Fr. Neuhaus, editor van "First Things" geeft hier een goede samenvatting van het bezoek aan Turkije. Informatief is de lijst van discriminaties jegens christenen vanwege de Turkse overheden:
"In a fine essay in Newsweek, George Weigel notes some of the restrictions placed on Christians in Turkey. The Orthodox Church cannot govern itself. Turkish law decides that the ecumenical patriarch must be a Turkish citizen living in Turkey. A recent memorandum from the patriarchate said, “The result of these restrictions is that in the not so distant future the Ecumenical Patriarchate may not be able to elect a Patriarch.” The Turkish government closed the patriarchate’s only seminary in 1971 and has refused numerous requests to reopen it.

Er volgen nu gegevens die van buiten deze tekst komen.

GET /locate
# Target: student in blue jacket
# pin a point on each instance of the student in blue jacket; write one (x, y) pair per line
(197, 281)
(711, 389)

The government refuses to grant the patriarchate legal “personality,” in defiance of the Lausanne Treaty of 1923, which defined the legal position of minorities in Turkey. Refusing to recognize the patriarchate as a legal entity means that it exists at the sufferance of the government and is subject to the waxing and waning of political whims and passions. In Turkey, popular passions about “Christian” and “Greek” influence are frequently paranoid in character and intensity.
The government refuses to give work permits to non-Turkish citizens who want to work at the patriarchate. So the handful of non-Turks at the Phanar, as the site of the patriarchate is called, have to leave the country every three months to renew their tourist visas. Moreover, the patriarchate is not allowed to own property. It owns none of the churches, schools, or monasteries under its jurisdiction, and the state has recently seized the thirty-six cemeteries where are buried the generations of the Orthodoxy that once was. The state decides who can teach in schools that serve the Orthodox, as well as which books may be allowed in school libraries.
Writing on the eve of the pope’s visit, Weigel said: “No Christian community in the West would tolerate such conditions, which involve violations of basic human rights. If Turkey is to be the model of a modern Islamic society, it must remove restrictions on the exercise of some of the most fundamental aspects of religious freedom: the freedom of religious communities to educate their people, perform works of charity and choose their leaders according to their own theological self-understanding. Might Benedict XVI’s pilgrimage to Turkey focus the world’s attention on the stranglehold the Turkish state attempts to exercise on Ecumenical Patriarch Bartholomew and his people, such that that stranglehold begins to ease? If the 79-year-old pontiff managed that, Christian unity and the dialogue between the West and Islam would both be advanced.”